Training models
Our repository makes it incredibly easy to take existing CSV file(s) and train a model to forecast on them. We have some basic tutorials below with more extensive documentation underneath.
We take inspiration from AllenNLP and use JSON configuration files to effectively track experiments. To get started define a configuration file in the following format:
{
"model_name": string,
"model_type": string
"model_params": {
""
},
"dataset_params":
{. "type": string
"training_path": list
"validation_path": list
"test_path": list
"batch_size":integer,
"forecast_history":integer,
"forecast_length":integer
},
"training_params":
{
"criterion":string
"optimizer": string
"optim_params":{
"lr": number
"momentum": number
}
"epochs": integer
}
"GCS":{
"run_save_path": string,
"project_id": string,
"credential_path":string
}
"wandb": {
"name":string,
"tags":List[string]
}
}
Model parameters should include all necessary parameters to initialize your model for instance if your model init function is def __init__(self, hidden_layer_dim, encoder_layers)

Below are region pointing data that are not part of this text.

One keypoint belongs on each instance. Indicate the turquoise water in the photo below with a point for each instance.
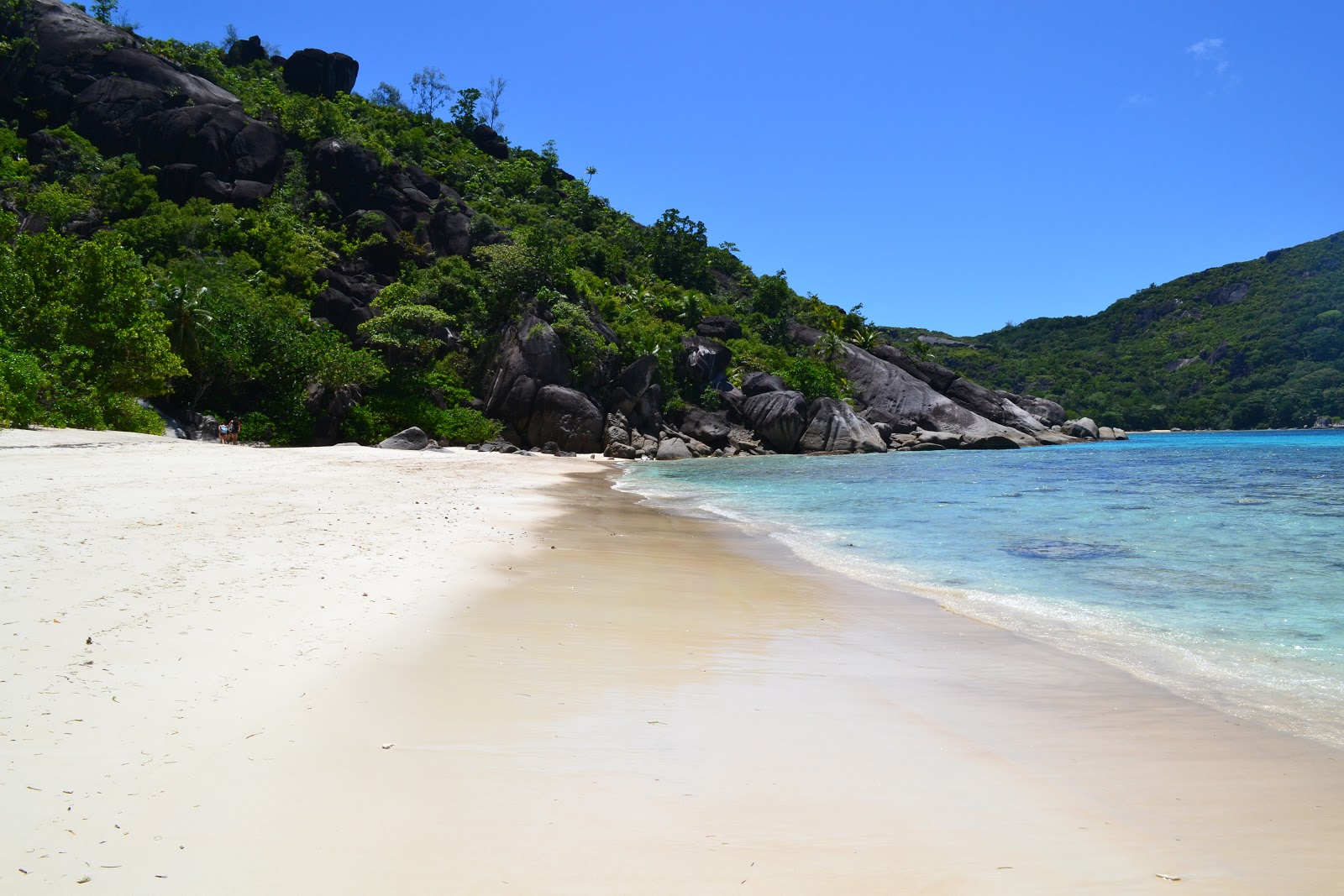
(1211, 563)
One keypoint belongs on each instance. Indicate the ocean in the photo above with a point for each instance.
(1210, 563)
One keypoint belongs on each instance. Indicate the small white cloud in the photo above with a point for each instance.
(1211, 55)
(1206, 49)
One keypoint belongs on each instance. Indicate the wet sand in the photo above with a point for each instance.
(629, 701)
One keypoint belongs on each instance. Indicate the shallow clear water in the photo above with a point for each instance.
(1209, 562)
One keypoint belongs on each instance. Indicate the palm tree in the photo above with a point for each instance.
(869, 338)
(188, 322)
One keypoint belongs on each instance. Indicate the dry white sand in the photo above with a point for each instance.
(161, 600)
(655, 705)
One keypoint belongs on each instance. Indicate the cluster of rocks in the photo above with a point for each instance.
(199, 141)
(900, 403)
(416, 439)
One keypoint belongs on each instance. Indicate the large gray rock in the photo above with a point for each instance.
(761, 382)
(1082, 429)
(944, 439)
(779, 418)
(568, 418)
(833, 426)
(412, 439)
(320, 74)
(710, 427)
(1048, 412)
(125, 100)
(885, 387)
(674, 449)
(968, 394)
(719, 328)
(703, 360)
(530, 356)
(991, 443)
(616, 437)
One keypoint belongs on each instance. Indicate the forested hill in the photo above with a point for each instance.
(228, 231)
(1245, 345)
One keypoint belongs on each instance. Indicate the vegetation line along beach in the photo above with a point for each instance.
(313, 392)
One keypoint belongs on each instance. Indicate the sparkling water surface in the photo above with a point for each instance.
(1211, 563)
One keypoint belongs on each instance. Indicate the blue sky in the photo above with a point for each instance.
(952, 165)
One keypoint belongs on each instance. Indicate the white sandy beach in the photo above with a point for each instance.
(347, 671)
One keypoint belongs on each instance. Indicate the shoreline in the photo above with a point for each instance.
(665, 705)
(1160, 664)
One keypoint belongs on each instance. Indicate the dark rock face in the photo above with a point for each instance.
(968, 394)
(568, 418)
(1048, 412)
(331, 407)
(635, 394)
(244, 53)
(490, 143)
(355, 184)
(710, 427)
(215, 139)
(617, 439)
(779, 418)
(991, 443)
(412, 439)
(129, 101)
(346, 301)
(833, 426)
(942, 439)
(674, 449)
(759, 383)
(344, 170)
(1082, 429)
(526, 387)
(320, 74)
(703, 360)
(889, 389)
(719, 328)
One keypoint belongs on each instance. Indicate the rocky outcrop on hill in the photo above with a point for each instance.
(528, 389)
(705, 362)
(491, 143)
(894, 396)
(779, 418)
(320, 74)
(833, 426)
(1046, 411)
(125, 100)
(412, 439)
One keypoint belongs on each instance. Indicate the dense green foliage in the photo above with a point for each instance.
(207, 305)
(1247, 345)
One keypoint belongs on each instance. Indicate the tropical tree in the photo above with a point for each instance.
(492, 94)
(188, 322)
(430, 89)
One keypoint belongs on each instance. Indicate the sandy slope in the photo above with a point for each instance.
(578, 694)
(217, 584)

then your model_params would be
"model_params":
{
"hidden_layer_dim: integer
"encoder_layers": integer
}
Dataset parameters include things like batch size, file paths, and anything the data loader will need. Data params also allows you define a train_end
and a valid_start
parameters if all your data is in the same CSV file. We also support automated methods to interpolate data.
"dataset_params":
{ "class": "default",
"training_path": file_path,
"validation_path": file_path,
"test_path": file_path,
"batch_size":wandb_config["batch_size"],
"forecast_history":wandb_config["forecast_history"],
"forecast_length":wandb_config["out_seq_length"],
"train_end": int(train_number),
"valid_start":int(train_number+1),
"valid_end": int(validation_number),
"target_col": ["milk_price"],
"relevant_cols": ["milk_price", "gallons_produced"],
"scaler": "StandardScaler",
"interpolate": False
}
Forward Params In 99% of cases this will simply be:
"forward_params":{
}
Inference Parameters
Optional parameters
- early_stopping
"early_stopping":{
"patience": 2
}
- sweep (either true or false). This must be set to true if you plan to use a Wandb sweep.
- wandb (either true or false). Set to false if you are planning on using a sweep. Only set to true if you are using Wandb without a sweep.